But those hijackings were more violent than Slaughter's description. When terrorists seized one of the planes, hijacker Patrick Arguello attempted to detonate a grenade that failed to explode. He then shot a steward before an air marshal returned fire, killing him.
Slaughter also said the PFLP terrorists held hostages "for a 72-hour period where everybody is fed." Though most of the 310 hostages taken during the Dawson's Field hijackings were released during that timeframe, terrorists held 56 of them—all Jewish—for weeks. They were eventually exchanged for a captured hijacker and three PFLP terrorists imprisoned in Switzerland.
Ahead of Slaughter's lecture, attendees were asked to read the professor's 2018 paper, "Hijacking Human Rights." In it, Slaughter notes that news coverage at the time seemed to acknowledge "that the use of violence in pursuit of the right to self-determination might still be part of the legitimate pursuit of decolonization." He also writes that a "number of spectacular airline hijackings … provoked the development of a new international individualist discourse on terrorism." The essay's acknowledgments thank Rashid Khalidi, a retired Columbia professor who blamed Hamas's Oct. 7, 2023, attack on Israeli "settler colonialism" and "apartheid."
Slaughter nonetheless argued that he "did not, and do not, glorify airplane hijacking, by anyone."
"Extracting those terms from the context in which they might appear in the essay would be inaccurate and blatantly dishonest," he told the Free Beacon. "Far from being an endorsement of terrorism or violence, it is an effort to historicize the role that such violence (in the form of airline hijackings) played in transforming the international discourse of human rights in the 1970s."
One student who attended Slaughter's lecture disagrees.
"He was just like, ‘Yeah, they were doing this, but they gave them food,’" the student told the Free Beacon. "That was what he really emphasized.
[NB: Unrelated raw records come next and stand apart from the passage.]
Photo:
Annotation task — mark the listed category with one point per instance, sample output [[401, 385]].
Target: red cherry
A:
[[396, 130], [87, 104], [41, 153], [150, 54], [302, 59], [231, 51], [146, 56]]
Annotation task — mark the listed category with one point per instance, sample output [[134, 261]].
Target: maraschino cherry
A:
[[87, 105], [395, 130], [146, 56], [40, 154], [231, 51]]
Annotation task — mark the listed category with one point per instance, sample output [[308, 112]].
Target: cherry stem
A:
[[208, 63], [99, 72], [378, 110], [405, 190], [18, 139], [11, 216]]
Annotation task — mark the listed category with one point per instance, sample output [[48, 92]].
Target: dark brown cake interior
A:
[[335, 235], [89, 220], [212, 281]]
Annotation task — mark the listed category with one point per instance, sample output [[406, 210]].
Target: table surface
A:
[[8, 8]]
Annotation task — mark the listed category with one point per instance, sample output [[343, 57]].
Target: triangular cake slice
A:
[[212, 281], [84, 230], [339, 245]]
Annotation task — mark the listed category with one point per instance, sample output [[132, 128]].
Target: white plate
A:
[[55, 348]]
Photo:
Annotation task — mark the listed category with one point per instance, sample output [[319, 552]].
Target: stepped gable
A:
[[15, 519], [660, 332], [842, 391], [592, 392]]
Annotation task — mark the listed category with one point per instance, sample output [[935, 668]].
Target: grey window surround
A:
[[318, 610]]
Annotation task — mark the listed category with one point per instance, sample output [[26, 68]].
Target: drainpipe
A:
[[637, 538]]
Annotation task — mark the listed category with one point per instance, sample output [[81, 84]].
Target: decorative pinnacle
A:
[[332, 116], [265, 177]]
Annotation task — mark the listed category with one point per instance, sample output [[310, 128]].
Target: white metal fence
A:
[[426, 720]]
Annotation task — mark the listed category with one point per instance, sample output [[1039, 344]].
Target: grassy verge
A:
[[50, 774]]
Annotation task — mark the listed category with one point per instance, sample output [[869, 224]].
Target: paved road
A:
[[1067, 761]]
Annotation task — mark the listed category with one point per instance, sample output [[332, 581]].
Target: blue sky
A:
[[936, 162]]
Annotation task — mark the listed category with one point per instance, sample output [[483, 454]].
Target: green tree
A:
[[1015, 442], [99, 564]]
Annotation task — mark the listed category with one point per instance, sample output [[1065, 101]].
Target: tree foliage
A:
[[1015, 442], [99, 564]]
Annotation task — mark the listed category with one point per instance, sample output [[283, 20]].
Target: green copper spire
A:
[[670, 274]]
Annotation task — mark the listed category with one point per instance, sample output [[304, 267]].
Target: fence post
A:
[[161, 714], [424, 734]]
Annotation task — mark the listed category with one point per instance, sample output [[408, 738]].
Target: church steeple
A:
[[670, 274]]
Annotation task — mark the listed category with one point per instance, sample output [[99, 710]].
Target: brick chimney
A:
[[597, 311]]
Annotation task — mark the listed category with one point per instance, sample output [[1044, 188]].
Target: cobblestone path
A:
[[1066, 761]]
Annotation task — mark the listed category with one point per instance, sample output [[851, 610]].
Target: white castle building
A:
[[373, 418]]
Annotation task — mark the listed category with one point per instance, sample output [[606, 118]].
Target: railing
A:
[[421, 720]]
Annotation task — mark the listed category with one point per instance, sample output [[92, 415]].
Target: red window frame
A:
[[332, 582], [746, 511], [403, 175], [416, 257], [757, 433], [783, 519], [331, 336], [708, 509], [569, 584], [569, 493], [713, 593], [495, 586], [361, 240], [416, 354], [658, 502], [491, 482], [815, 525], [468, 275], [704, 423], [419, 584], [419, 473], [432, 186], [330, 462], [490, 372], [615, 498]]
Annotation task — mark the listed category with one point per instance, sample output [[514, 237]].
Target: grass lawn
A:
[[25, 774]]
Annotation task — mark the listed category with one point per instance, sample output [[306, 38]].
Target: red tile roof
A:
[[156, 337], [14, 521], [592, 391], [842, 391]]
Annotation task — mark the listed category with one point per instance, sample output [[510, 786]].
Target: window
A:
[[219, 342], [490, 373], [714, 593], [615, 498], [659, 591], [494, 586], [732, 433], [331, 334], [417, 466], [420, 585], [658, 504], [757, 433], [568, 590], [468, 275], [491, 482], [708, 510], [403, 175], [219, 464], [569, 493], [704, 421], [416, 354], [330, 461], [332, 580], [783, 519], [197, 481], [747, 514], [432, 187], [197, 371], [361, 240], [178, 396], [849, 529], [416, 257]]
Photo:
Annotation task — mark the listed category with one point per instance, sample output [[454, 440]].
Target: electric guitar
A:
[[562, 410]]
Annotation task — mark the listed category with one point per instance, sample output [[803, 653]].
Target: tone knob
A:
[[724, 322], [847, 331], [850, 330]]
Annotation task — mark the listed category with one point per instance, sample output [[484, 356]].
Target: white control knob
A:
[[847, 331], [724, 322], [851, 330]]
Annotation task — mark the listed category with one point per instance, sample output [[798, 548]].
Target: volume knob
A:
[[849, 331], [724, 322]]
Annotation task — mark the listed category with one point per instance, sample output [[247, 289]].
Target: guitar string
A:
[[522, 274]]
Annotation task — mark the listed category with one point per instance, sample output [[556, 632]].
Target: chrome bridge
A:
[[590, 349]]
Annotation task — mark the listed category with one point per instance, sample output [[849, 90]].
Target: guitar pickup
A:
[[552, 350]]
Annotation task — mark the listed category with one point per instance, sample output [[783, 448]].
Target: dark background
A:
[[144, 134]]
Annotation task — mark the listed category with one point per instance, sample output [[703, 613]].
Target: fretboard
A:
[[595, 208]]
For some reason that justified it all to him."
"It’s part of the whole thing to rewrite history from their perspective. If they can justify these actions, the things they say on campus will seem less radical," the student continued. "I really hope this use of language and constant justification stops. That’s what I’m looking for, especially from the students and the teachers on campus."
The glorification of airplane hijackings is nothing new at Columbia. In March, the anti-Israel student group Columbia University Apartheid Divest hosted a "Palestinian Resistance 101" event with designated terror financier Samidoun. The speakers included Samidoun leader Charlotte Kates and her husband, Khaled Barakat, a PFLP member. Barakat lauded airplane hijackings as "one of the most important tactics that the Palestinian resistance have engaged in."
Shortly thereafter, student radicals launched the anti-Israel encampment that eventually led to the violent storming of a campus building. Photos suggest Slaughter participated in the encampment, the Free Beacon reported, and he has publicly defended its student organizers.
A Columbia spokeswoman told the Free Beacon that "promoting violence" is "antithetical to our values."
"As we have said repeatedly, promoting violence or those who support violence and harm is antithetical to our values. We remain committed to our core mission of teaching, creating and advancing knowledge," the spokeswoman said.